Bay Area traveler frustrated with mismarked plane ticket

December 15, 2009 7:12:56 PM PST
A mismarked plane ticket has caused some grief for Bay Area passengers and for the airline responsible for the problem.

The problem occurred just as holiday travel was beginning to get all of our attention.

Siddharth Dutta, he goes by Sid, was shopping for a plane ticket back home to India when he found a good deal on British Airways.

He booked it, only to be told a couple weeks later the fare would not be honored.

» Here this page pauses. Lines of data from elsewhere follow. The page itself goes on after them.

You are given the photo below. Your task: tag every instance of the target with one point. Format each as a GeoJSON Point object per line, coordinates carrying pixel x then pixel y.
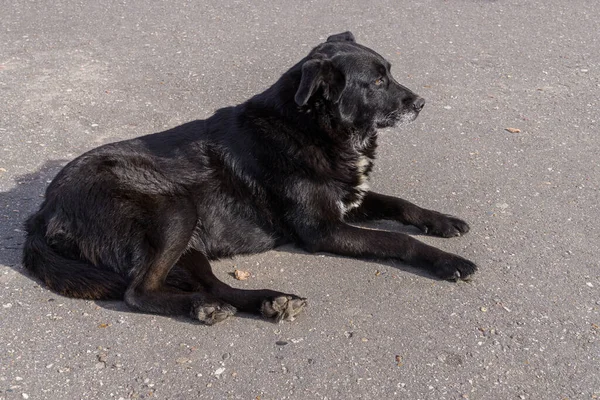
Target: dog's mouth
{"type": "Point", "coordinates": [397, 118]}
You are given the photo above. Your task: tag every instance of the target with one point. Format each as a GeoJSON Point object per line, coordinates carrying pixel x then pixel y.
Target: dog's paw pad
{"type": "Point", "coordinates": [283, 308]}
{"type": "Point", "coordinates": [210, 314]}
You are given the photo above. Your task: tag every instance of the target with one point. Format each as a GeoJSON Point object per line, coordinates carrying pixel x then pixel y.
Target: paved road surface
{"type": "Point", "coordinates": [74, 75]}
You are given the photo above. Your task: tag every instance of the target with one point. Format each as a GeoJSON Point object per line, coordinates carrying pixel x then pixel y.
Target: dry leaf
{"type": "Point", "coordinates": [241, 275]}
{"type": "Point", "coordinates": [399, 360]}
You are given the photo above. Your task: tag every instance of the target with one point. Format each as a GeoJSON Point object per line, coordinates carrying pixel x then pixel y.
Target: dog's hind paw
{"type": "Point", "coordinates": [285, 307]}
{"type": "Point", "coordinates": [454, 268]}
{"type": "Point", "coordinates": [212, 313]}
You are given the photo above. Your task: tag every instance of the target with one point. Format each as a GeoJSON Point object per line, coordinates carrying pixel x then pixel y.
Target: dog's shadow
{"type": "Point", "coordinates": [27, 193]}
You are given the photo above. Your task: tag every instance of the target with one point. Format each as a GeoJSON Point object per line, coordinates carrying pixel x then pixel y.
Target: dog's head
{"type": "Point", "coordinates": [357, 82]}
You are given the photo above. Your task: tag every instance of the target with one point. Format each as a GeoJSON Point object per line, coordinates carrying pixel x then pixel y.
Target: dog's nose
{"type": "Point", "coordinates": [418, 104]}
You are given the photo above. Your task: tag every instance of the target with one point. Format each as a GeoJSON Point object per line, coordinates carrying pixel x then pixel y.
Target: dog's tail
{"type": "Point", "coordinates": [68, 277]}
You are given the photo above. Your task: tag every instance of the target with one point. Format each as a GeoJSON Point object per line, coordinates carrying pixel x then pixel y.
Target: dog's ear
{"type": "Point", "coordinates": [320, 72]}
{"type": "Point", "coordinates": [342, 37]}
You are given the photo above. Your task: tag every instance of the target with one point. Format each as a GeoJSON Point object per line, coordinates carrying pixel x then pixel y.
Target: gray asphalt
{"type": "Point", "coordinates": [74, 75]}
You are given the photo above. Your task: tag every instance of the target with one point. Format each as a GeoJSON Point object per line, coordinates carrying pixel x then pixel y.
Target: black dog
{"type": "Point", "coordinates": [140, 219]}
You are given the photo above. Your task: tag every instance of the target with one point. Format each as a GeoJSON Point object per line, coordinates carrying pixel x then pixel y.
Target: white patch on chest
{"type": "Point", "coordinates": [362, 164]}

"The first thing she said was, 'So, you canceled your ticket'. I said, 'No I did not cancel my ticket'. And she said, 'Well, British Airways, it is a corporate decision, we have decided not to honor the ticket, we have canceled your ticket," he said.

Why? Well the airline says it meant to post a new flight price to India that cost an additional $40, when it accidentally made the price $40.

Travel attorney Al Anolik says the theory goes passengers should have known it was a mistake. It is a theory he does not subscribe to.

"They saw a $40 fare, but along with that fare was a $370 fuel surcharge during a time when there wasn't a fuel problem and another $150 in taxes, so it wasn't so bad that someone would automatically say it was a mistake," he said.

Sid actually paid $554.30. It is not that far off from the price another airline was charging a couple weeks later, $742.90.

"Within in a couple of hours they had 2,000 tickets sold. British Airways looked at it and says we made a unilateral mistake and we are not going to honor it. You can't do that," said Anolik.

British airways offered a $300 voucher for a future flight and it's not good enough many said, and many of them called 7 on Your Side to complain.

They were referred on to Anolik and he told them to file small claims actions and tell the Department of Transportation.

The DOT actually got on British Airways and the airline has now agreed to work with each customer individually.

Sid is still negotiating with the airline, but he continues to pursue a small claims suit, just in case.

"They gave me a call because they would like to settle outside court and I sent them an email with all the documentation, I have the documentation, and that person did not get back to me yet," said Sid.

British Airways told 7 On Your Side it apologizes. They said it was simple human error and is working with all affected customers.